# Have lots of old DE models in good condition, W : CSM/SM



## Bladesuit (Sep 19, 2011)

Hi, I live in Canada and I'm willing to ship world wide. I have the following DE models :

Primed in black models :
3 Ravagers, full parts.
5 Raider, full parts.
20 Warriors.
10 + SC Warriors (used as blasters in my army)
3 Beastmasters Hellions.
6 Razorwing flocks conversions (bats from fantasy range... cheaper, and Gears of War look alike !!!)
3 Venom conversions (made from bikes and platforms parts, good looking and have 2x SC each)
15 Hellions conversions (made with warriors, some have hellglaives other variations of whyches CC weapons, skyboard made of bike parts, good looking)
3 Haemonculi (2x LG)
5 Scourges convergions (Jetpacks scourge, 2x with matched weapon variation to suit any role)
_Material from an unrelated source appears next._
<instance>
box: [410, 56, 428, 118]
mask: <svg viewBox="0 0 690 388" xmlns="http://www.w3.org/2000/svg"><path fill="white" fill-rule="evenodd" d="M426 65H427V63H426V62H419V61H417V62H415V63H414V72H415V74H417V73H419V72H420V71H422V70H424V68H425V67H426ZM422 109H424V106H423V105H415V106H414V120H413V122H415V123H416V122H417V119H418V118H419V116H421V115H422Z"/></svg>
Painted at different stages/unpainted models
20 whyches, metal.
10 old Grotesques (actual wracks)
20 + warriors
7 Incubies (maybe 1 or 2 more)
2 Lords (one male and one female)
6 DL warriors
8 (maybe 9) Reavers
2 Talos

I'm looking for regular CSM/SM tacticals, special weapons CSM/SM (meltas/plasmas), terminators (CSM/SM), Rhinos, Defilers, Greater Daemons with wings if possible), etc...


----------



## brothertim (Feb 15, 2008)

Is it possible to get pics?


----------



## MetalHandkerchief (Aug 3, 2009)

I haven't seen a 1999 DE army shift once (and that's from thousands of auctions) since the new wave, you're going to need all the luck you can get, so: good luck :victory:


----------